Alla luce di tutto questo, avanziamo la seguente proposta, che abbiamo portato dentro la discussione congressuale anche attraverso la presentazione di un emendamento al documento “Il lavoro crea il futuro”, al quale personalmente ho aderito: bisogna mettere in campo un progetto redistributivo che parta da una vertenza nazionale sui salari in tutti i territori e in tutti i luoghi di lavoro; che individui nella tassazione di rendite, profitti, extraprofitti e patrimoni l’elemento per la riconquista di una giustizia economica e che fissi in 1:10 il rapporto tra la retribuzione più bassa e la retribuzione più alta dentro alla stessa realtà lavorativa, sia essa pubblica o privata.

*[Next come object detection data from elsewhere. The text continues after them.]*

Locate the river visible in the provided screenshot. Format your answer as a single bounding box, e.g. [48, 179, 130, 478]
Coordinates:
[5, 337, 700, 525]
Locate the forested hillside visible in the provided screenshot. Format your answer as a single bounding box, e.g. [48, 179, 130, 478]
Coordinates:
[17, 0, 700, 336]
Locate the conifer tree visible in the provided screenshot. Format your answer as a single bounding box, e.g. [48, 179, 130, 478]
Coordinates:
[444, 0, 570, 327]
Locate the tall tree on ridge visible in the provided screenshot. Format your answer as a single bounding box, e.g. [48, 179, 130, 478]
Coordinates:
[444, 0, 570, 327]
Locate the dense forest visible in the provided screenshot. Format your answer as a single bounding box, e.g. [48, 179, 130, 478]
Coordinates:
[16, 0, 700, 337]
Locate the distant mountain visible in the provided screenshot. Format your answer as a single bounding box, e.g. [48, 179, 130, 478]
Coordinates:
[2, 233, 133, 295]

A Modena siamo pronti a sostenere una vertenza diffusa su questo. Lo sciopero del 16
dicembre e la coraggiosa scelta di accompagnare quella giornata con un corteo assieme al
territorio di Reggio Emilia ci ha consegnato una dose importante di fiducia: non
disperdiamola.
Secondo nodo l’ambiente. La pianura padana continua ad essere un’area con altissimi livelli di
inquinamento, soprattutto atmosferico. Inoltre, a fronte di una necessaria transizione ambientale ed energetica, in particolare per quanto riguarda la produzione e il consumo di energia, che sia giusta e sostenibile sul piano ambientale, sul piano sociale e sul piano occupazionale, le politiche adottate sino ad ora sono state ancora troppo poco incisive.

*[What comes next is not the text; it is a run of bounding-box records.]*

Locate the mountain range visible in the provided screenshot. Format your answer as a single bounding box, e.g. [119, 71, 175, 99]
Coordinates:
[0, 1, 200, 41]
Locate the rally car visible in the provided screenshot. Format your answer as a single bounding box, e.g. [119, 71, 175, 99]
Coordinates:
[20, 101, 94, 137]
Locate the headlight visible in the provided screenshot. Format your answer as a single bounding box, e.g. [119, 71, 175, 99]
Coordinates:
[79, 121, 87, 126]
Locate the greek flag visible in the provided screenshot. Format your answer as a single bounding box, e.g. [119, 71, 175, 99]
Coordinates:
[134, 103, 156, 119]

Questo lassismo e questa scarsa nettezza nelle scelte da assumere rischia di spostare il costo sociale sulla popolazione, specialmente verso le fasce più fragili e più esposte.

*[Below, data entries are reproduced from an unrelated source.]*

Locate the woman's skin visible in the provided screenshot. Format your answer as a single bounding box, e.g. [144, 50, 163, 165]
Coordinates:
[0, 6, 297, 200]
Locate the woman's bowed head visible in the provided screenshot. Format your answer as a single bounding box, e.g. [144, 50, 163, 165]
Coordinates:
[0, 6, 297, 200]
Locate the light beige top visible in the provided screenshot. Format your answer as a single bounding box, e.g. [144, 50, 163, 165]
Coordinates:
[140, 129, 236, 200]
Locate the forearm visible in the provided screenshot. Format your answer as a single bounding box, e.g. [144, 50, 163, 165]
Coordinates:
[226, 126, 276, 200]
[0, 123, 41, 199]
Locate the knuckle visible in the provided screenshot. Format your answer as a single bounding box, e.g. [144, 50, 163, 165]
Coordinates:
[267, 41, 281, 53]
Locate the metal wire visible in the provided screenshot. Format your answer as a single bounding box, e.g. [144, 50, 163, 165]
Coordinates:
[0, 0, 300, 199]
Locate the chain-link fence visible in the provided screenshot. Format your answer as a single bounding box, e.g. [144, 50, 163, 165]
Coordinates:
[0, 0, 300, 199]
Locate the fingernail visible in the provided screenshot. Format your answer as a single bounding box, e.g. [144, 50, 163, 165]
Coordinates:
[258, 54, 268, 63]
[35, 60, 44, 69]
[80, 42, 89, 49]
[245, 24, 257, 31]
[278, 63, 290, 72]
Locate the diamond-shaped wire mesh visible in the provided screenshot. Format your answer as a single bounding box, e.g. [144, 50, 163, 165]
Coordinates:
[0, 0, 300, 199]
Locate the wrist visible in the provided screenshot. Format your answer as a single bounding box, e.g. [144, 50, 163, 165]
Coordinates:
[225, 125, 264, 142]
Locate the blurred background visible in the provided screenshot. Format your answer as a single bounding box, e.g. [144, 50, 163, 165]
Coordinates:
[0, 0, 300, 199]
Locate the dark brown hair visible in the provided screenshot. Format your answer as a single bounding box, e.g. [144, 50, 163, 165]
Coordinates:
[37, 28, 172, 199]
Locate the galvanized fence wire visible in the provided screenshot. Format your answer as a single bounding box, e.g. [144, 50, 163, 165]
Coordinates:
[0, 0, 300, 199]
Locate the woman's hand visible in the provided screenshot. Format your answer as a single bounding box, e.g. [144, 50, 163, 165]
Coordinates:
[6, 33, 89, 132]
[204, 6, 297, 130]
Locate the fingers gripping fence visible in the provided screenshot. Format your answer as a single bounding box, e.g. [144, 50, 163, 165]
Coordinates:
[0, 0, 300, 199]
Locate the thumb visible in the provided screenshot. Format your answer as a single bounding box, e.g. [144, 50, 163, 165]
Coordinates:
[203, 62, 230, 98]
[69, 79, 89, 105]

Che cosa serve? Un nuovo modello di mobilità sostenibile che favorisca il trasporto merci su rotaia e non su gomma, forme di allevamento non intensive, investimento serio e profondo, anche in termini di ricerca scientifica, sulle fonti di energia rinnovabile e sicura, decarbonizzazione, economia circolare, riduzione del consumo di suolo, rigenerazione e riqualificazione urbana e no al nucleare. Questi devono essere i punti che caratterizzano un nuovo corso di politiche pubbliche che ponga al centro una transizione energetica ed ecologica giusta e radicale, dove la salute, la tutela e la dignità delle persone siano l’assoluta priorità.
Anche la nostra organizzazione vive su di sé il peso di un processo di transizione ancora instabile e scarsamente delineato. Questo rischia di relegarci ad un ruolo piuttosto difensivo.
Perché è inutile nasconderlo, la transizione ci apre alle nostre contraddizioni, anche alle nostre ambiguità. Affrontiamole, con la stessa radicalità che ci viene imposta dall’impellenza e gravità del problema: la transizione digitale e ambientale significa battersi per vere politiche industriali, di sviluppo, del turismo e della cultura. Vuol dire rivendicare un forte ruolo dello Stato e del sistema pubblico, con un intervento strutturato e governato per la riconversione dei settori produttivi più esposti e un piano per la giusta transizione con strumenti adeguati che riconoscano pienamente la formazione nell’orario di lavoro e incentivino la redistribuzione e la riduzione degli orari di lavoro.